To investigate, Sood and his colleagues recruited more than 2,000 health care providers across 253 towns in the Indian states of Karnataka and Bihar, selected for their broad socio-economic demographics and varied access to health care. They also trained people to act as patients or caregivers and provided them with scripts to use during unannounced visits to doctors' surgeries, where they requested treatment for symptoms of viral diarrhoea in their two-year-old children.
In some cases, these patients indicated a preference for a certain treatment by showing a photo of an oral rehydration salt or antibiotic packet. In others, they simply asked the doctor for a recommendation – with some of these patients saying they would buy the medicine elsewhere, to control for profit-motivated prescribing.
To measure the impact of potential stock-outs, the researchers also assigned providers in half of the towns to receive a six-week supply of the salts.
The research, published in the journal Science, found that the biggest barrier to use of the salts was an assumption that patients wouldn't want this treatment, accounting for 42% of under-prescribing. If a patient expressed a preference for the salts, this increased the likelihood of them receiving it by 27%. Stock-outs and financial incentives explained only 6% and 5% of under-prescribing, respectively.

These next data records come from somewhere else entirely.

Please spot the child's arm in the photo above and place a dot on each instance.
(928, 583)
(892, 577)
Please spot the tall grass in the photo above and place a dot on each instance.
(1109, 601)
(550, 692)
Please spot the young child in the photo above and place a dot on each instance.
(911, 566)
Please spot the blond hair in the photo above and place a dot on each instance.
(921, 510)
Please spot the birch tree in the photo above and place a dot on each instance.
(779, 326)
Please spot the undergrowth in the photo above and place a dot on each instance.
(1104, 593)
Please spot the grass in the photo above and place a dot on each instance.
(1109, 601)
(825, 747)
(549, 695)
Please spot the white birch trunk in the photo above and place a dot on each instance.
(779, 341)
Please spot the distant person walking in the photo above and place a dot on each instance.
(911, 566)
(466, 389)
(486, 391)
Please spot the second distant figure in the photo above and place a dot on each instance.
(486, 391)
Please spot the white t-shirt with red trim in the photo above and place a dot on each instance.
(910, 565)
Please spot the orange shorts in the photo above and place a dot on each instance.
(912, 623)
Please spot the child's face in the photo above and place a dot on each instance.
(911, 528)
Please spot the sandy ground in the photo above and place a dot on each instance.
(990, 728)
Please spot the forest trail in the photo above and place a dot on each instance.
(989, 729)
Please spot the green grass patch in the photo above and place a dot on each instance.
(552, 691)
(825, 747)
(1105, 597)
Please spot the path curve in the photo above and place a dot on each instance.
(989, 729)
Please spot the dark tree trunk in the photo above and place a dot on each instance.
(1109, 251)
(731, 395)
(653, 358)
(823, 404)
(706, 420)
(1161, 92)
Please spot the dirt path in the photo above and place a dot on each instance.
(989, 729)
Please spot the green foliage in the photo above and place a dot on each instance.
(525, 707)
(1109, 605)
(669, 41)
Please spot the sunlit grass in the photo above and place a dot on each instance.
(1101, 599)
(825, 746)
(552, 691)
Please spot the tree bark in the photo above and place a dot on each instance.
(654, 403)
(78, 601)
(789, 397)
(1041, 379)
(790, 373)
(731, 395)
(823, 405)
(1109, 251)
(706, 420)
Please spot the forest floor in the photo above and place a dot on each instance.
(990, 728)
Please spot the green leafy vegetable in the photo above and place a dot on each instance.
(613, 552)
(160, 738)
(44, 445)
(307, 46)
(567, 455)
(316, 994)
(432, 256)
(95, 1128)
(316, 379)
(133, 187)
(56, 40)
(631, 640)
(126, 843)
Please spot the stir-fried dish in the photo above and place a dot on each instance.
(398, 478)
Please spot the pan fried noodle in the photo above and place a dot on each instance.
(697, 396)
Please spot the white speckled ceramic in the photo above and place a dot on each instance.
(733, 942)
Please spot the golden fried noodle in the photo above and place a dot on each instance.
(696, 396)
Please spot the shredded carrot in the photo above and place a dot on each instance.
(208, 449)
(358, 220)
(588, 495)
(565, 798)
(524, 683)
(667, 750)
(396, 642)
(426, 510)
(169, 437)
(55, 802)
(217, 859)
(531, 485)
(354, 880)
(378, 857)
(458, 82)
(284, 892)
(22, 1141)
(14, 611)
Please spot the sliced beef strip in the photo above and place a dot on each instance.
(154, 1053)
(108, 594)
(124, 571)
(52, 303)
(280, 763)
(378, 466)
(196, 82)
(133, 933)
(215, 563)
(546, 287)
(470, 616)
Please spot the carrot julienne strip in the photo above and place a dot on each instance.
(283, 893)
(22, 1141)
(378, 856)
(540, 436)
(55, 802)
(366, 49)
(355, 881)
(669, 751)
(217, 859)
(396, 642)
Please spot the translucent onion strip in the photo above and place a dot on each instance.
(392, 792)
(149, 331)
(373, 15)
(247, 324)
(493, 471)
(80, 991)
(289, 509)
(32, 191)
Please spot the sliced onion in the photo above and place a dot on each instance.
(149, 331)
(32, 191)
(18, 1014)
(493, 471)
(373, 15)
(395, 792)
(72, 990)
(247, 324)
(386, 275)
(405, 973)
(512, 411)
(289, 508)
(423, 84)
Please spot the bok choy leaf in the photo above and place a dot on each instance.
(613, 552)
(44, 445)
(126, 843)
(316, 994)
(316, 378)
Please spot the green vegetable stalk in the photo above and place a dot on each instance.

"The second surprising thing is that when we surveyed patients, they didn't hold this view; they were fine with oral rehydration salts," said Sood.
The results suggest that efforts to educate health care providers about patients' preferences should be "aggressively explored", as this could substantially increase salts use. Encouraging patients and caregivers to request the salts when seeking treatment for diarrhoeal disease could also increase their uptake, the researchers said.